SST's first aired on March 20, 1993 as a replacement for Lunch Date, hosted by Randy Santiago, Dennis Padilla, and Smokey Manaloto with Liezl Martinez, Anjanette Abayari, Joy Ortega and Giselle Sanchez as co-hosts. In less than six months after it aired, SST started to overtake its arch-rival, Eat Bulaga! (ABS-CBN)  in the ratings by providing fresh interactive segments like "Grabe!" (a contest where live studio audience join the hosts of SST in a dare), "Knock Knock Hello!" (where SST wall clocks were given out to a lucky household member whose home was posted with an SST sticker), "Sari-Sari Stories" (a weekly comedy skit where SST hosts spoof a certain movie or Pinoy pop culture) and "Ano ka Hello?" (where SST hosts call out a lucky viewer and ask them questions about what they just saw in a particular episode). Moreover, SST hosts like Dennis, Smokey, Anjanette, Joy and Giselle became contract stars of Viva Films, where they have appeared separately in numerous movies. A free SST Sticker can be given to the audience on every weekdays.

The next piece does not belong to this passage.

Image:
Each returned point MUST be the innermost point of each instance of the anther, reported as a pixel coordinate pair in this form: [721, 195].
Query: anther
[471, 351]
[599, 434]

Shortly before SST celebrated its first year on television, co-host Joy Ortega left the show.  She was subsequently replaced by Ai-Ai delas Alas who came from the predecessor show "Lunch Date". Main host Randy Santiago also started extra work for the show as the main director, with Cesar Cosme as 2nd unit director.  Soon after, SST gave a break to other newcomers in showbiz like Bayani Agbayani, Dale Villar and Bernadette Allyson (who was introduced as VJ Berna).

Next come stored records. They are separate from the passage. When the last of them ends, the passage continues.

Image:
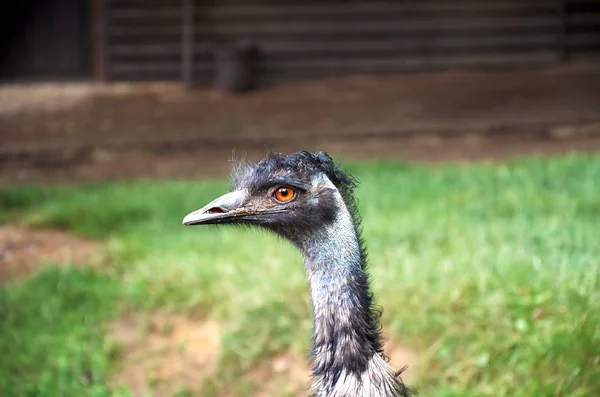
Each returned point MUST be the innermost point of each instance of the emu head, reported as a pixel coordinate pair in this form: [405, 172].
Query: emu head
[292, 196]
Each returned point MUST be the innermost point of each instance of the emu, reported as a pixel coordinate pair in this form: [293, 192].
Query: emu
[306, 199]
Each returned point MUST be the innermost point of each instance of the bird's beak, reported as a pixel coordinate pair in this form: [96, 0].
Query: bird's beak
[225, 209]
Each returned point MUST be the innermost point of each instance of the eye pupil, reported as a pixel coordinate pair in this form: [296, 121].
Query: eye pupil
[284, 194]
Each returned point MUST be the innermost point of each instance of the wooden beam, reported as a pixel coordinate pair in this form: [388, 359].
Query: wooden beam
[562, 30]
[99, 39]
[187, 43]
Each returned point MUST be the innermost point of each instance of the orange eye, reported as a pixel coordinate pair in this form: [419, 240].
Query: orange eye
[284, 194]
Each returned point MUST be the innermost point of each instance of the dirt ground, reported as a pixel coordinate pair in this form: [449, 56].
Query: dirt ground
[24, 250]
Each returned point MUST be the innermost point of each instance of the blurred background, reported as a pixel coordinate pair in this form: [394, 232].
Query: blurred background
[472, 126]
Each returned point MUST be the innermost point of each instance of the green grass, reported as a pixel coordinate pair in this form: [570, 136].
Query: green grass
[491, 271]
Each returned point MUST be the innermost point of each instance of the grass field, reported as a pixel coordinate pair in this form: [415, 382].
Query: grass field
[491, 272]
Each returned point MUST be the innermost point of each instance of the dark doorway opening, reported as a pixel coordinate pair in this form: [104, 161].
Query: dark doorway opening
[46, 40]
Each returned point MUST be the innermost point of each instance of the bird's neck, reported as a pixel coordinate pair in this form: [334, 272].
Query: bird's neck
[346, 337]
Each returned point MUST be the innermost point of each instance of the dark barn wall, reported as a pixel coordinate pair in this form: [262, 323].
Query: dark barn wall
[319, 38]
[45, 40]
[142, 39]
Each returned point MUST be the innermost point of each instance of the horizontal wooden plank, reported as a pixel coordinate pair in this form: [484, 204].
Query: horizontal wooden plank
[300, 10]
[275, 47]
[584, 39]
[378, 26]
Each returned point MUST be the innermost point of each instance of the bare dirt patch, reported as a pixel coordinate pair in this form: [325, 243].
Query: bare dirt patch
[168, 353]
[165, 353]
[24, 250]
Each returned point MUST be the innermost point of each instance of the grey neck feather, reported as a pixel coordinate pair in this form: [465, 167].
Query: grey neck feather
[346, 338]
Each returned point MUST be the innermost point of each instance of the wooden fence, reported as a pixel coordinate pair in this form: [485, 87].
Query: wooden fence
[173, 39]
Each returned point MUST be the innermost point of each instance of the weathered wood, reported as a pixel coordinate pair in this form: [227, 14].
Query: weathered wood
[187, 43]
[325, 38]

However amidst the high ratings of the show at that time, what started as a blind item eventually became showbiz news that "SST" was going to go off the air to give way to its rival noontime show "Eat Bulaga!" at the 12 pm slot. This transpired after "Bulaga!" itself had decided to move to GMA Network following their producer TAPE Inc.'s refusal to sell the show's rights to its previous home network, ABS-CBN. During "SST"'s New Year episode on December 31, 1994, the announcement of the new variety show's move to GMA was officially made by main hosts Randy Santiago and Dennis Padilla during the show's opening. The "SST" hosts and talents aired their sentiments on the announcement because they felt the GMA management did not give them a chance to prove that they could carry the noontime show to new heights.  At the same time, they were satisfied because the network decided to keep the show by moving "SST" to an earlier time slot to serve as a pre-programming to Eat Bulaga!. SST aired its final noontime episode on January 27, 1995. 
On January 30, 1995, SST was reformatted as a morning talk show, with its timeslot at 10:30 am. Entertainment writer Giovanni Calvo joined the "SST gang" as the segment host for "Katok Mga Misis", dishing out the latest rumors in show business.  However, "SST" was not able to dislodge ABS-CBN's "Teysi ng Tahanan" from the top spot and its ratings suffered.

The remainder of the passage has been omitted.